Auch islamistische Terroristen sollen finanziert worden sein.

Düsseldorf – Die Spur des Geldes verlief über mehrere Landesgrenzen hinweg. Die Fährte führte über die Niederlande, Polen, Tschechien bis nach Großbritannien. Monatelang verfolgten Beamte des Landeskriminalamts (LKA) NRW und Steuerfahnder in der Sondereinheit EOKS mit ihren ausländischen Kollegen ein Kartell, das Umsatzsteuerbetrügereien im großen Stil abwickelte.

Die Drahtzieher vom Finanzplatz Dubai ließen über etliche Briefkastenfirmen im In- und europäischen Ausland Waren kreiseln. Über ein geschickt inszeniertes Umsatzsteuerkarussell betrogen sie den Fiskus hierzulande um zig Millionen Euro.
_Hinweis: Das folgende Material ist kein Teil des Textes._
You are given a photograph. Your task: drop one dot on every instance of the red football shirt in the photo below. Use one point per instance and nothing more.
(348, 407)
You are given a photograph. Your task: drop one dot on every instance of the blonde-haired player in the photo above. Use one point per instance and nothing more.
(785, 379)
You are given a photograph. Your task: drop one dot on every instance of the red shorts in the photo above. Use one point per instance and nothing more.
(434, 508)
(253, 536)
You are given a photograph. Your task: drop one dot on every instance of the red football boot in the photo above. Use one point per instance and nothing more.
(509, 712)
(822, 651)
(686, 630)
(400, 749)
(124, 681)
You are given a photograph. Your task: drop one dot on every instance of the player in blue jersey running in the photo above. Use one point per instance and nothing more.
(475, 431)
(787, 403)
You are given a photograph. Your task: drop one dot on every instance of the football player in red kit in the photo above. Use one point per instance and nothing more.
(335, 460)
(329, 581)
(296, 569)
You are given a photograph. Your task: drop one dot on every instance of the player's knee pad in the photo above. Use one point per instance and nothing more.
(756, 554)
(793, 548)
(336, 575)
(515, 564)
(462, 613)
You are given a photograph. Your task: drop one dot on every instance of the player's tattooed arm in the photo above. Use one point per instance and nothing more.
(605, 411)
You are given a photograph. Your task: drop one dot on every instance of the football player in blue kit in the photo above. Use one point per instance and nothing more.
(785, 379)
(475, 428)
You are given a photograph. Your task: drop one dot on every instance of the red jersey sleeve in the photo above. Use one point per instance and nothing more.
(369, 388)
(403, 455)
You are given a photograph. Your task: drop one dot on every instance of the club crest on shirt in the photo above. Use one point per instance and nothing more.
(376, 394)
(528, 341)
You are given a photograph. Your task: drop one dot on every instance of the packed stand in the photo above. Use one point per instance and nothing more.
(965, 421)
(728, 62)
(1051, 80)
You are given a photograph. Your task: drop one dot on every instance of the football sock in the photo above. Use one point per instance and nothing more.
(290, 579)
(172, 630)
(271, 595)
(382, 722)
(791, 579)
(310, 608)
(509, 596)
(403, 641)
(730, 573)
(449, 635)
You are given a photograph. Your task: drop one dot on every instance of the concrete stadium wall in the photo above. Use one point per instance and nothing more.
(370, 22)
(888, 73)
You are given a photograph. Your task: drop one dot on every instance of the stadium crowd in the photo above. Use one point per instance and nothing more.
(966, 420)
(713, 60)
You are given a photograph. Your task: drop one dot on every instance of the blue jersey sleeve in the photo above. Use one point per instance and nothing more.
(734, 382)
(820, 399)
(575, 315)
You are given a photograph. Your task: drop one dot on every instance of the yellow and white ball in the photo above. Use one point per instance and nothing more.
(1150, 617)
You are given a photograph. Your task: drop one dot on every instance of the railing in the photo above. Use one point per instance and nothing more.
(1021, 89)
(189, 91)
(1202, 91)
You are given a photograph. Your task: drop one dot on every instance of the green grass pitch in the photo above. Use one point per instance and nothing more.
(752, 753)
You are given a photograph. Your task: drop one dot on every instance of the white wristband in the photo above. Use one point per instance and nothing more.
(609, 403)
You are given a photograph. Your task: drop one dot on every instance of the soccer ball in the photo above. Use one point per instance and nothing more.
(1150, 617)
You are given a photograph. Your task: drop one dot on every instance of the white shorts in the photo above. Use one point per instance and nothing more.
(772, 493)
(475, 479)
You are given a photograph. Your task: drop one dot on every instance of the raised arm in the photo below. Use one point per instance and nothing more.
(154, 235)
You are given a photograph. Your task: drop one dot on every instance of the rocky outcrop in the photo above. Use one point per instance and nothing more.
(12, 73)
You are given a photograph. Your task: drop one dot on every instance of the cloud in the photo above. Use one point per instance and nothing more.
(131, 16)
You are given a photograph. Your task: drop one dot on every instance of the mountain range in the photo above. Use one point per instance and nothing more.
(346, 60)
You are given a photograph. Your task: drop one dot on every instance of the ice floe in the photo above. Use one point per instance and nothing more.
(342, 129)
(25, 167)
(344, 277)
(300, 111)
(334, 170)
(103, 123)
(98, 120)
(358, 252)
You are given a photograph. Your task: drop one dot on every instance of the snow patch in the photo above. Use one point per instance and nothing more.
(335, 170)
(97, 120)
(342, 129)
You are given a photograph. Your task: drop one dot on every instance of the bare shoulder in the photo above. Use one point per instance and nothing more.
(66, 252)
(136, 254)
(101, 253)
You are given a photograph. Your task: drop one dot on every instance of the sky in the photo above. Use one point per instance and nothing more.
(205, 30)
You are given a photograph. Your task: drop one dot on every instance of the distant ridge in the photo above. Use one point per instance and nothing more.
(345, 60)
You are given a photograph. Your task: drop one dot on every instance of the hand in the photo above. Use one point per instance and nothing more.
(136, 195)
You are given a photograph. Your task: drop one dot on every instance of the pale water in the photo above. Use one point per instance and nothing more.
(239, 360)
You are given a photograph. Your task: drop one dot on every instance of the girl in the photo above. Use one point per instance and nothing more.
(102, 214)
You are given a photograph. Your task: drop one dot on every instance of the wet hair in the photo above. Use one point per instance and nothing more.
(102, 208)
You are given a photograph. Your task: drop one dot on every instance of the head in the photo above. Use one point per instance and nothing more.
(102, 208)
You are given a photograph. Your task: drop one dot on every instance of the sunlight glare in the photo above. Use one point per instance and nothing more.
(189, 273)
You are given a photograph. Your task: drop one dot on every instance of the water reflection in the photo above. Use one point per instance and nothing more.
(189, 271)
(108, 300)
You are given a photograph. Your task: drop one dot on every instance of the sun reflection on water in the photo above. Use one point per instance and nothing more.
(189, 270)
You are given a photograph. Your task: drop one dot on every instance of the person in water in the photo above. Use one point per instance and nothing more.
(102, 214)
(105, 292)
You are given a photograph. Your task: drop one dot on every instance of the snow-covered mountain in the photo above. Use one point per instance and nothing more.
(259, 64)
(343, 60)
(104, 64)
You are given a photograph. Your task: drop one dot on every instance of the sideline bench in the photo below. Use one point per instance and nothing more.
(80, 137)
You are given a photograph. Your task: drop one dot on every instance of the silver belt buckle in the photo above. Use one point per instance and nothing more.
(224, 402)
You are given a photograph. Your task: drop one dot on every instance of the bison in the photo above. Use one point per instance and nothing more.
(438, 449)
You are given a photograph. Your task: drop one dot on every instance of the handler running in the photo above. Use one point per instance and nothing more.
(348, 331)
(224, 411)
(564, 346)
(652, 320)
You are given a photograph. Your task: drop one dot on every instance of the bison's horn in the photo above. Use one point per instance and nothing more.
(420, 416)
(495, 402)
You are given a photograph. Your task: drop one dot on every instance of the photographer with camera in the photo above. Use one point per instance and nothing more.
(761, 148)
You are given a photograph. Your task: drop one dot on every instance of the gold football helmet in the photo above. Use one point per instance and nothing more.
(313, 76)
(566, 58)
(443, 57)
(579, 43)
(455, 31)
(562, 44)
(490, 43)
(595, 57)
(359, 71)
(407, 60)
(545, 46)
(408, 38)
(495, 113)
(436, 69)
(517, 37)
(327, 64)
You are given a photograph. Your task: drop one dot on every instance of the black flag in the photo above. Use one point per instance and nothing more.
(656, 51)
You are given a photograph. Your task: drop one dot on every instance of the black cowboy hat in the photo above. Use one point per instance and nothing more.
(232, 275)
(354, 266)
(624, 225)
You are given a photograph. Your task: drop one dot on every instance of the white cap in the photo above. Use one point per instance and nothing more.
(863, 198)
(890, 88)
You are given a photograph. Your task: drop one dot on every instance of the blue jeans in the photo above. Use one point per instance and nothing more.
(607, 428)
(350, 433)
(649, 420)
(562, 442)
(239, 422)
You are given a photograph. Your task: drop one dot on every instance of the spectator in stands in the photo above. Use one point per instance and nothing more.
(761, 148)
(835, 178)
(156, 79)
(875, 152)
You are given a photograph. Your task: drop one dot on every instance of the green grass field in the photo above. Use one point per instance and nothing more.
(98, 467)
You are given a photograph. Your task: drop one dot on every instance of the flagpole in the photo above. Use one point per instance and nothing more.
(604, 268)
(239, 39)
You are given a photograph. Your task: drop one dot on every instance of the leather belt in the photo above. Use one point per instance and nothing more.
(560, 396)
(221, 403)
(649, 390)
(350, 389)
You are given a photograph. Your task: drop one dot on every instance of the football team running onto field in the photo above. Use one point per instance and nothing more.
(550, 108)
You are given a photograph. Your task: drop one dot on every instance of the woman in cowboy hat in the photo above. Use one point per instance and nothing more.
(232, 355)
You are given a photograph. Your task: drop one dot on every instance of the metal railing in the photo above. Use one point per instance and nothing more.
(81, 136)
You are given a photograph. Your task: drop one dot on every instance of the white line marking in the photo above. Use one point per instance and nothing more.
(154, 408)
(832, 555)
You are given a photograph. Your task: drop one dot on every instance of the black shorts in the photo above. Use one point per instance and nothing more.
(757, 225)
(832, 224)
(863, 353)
Ehe die Finanzämter aber auf den Schwindel aufmerksam wurden, floss das Geld über dunkle Kanäle an die Hintermänner auf der Arabischen Halbinsel.

In einer konzertierten Aktion schlugen die Ermittler zu. Wie das NRW-Finanzministerium dem „Kölner Stadt-Anzeiger“ bestätigte, entdeckten Geldspürhunde der Polizei bei einer Razzia gegen Bandenmitglieder in Deutschland rund zwei Millionen Euro Bargeld. Die Betrüger hatten das Geld hinter Wandverkleidungen versteckt. Der Fall sorgte für zusätzliche Brisanz, als die Fahnder herausfanden, dass die Bande mit den Gewinnen islamistische Terror-Gruppen finanzierten.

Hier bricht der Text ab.